I’m a big fan of using Path objects from Python’s pathlib library instead of os.path functions to handle file paths. As luck would have it, Path objects offer a safer way to detect attempted directory traversals.

from pathlib import Path

DOCUMENT_ROOT = Path("/var/srv/my-site")


def validate_requested_file_path(requested_path: Path):
    if DOCUMENT_ROOT.resolve() not in requested_path.resolve().parents:
        raise ForbiddenPathError(
            f"The requested path '{requested_path}' is forbidden"
        )

First, we call Path.resolve() for both the DOCUMENT_ROOT and requested_path. By canonicalizing the paths, we can have confidence that we’re comparing apples to apples. Next, the Path.parents() method returns a sequence containing every ancestor directory of requested_path. Checking that DOCUMENT_ROOT is an ancestor of requested_path is more precise than using string comparison and leaves little room for error.

Caveats

Symlinks and exceptions

Path.resolve() resolves symlinks, which may or may not be desirable for your application. Furthermore, if any infinite loops are encountered while resolving the path, a RuntimeError will be raised. If either of these behaviors is undesirable, an alternate solution using os.path.abspath can be seen below. Note, however, that because os.path.abspath does not resolve symlinks, the paths will be absolute but may not be canonical. In these cases, an attacker may still be able to write files outside of the document root. I would recommend the implementation above for most applications; the implementation below has been added for completeness.

from pathlib import Path
from os.path import abspath

# WARNING: os.path.abspath does not resolve symlinks
DOCUMENT_ROOT = Path(abspath("/var/srv/my-site"))

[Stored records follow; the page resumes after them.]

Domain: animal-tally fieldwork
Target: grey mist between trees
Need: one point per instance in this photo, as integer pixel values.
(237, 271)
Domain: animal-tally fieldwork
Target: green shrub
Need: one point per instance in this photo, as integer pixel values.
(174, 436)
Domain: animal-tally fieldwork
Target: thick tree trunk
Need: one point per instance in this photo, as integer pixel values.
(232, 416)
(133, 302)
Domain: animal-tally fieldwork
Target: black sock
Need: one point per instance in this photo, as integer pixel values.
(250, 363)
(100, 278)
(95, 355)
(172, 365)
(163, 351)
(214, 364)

def validate_requested_file_path(requested_path: Path):
    if DOCUMENT_ROOT not in Path(abspath(requested_path)).parents:
        raise ForbiddenPathError(
            f"The requested path '{requested_path}' is forbidden"
        )

Limitations

It should be noted that either method presented here is only secure if the attacker has no way of manipulating the directory structure on the server. If the attacker can create symlinks or move directories, then more rigorous checks are needed to prevent directory traversal, but that’s a topic for a future post.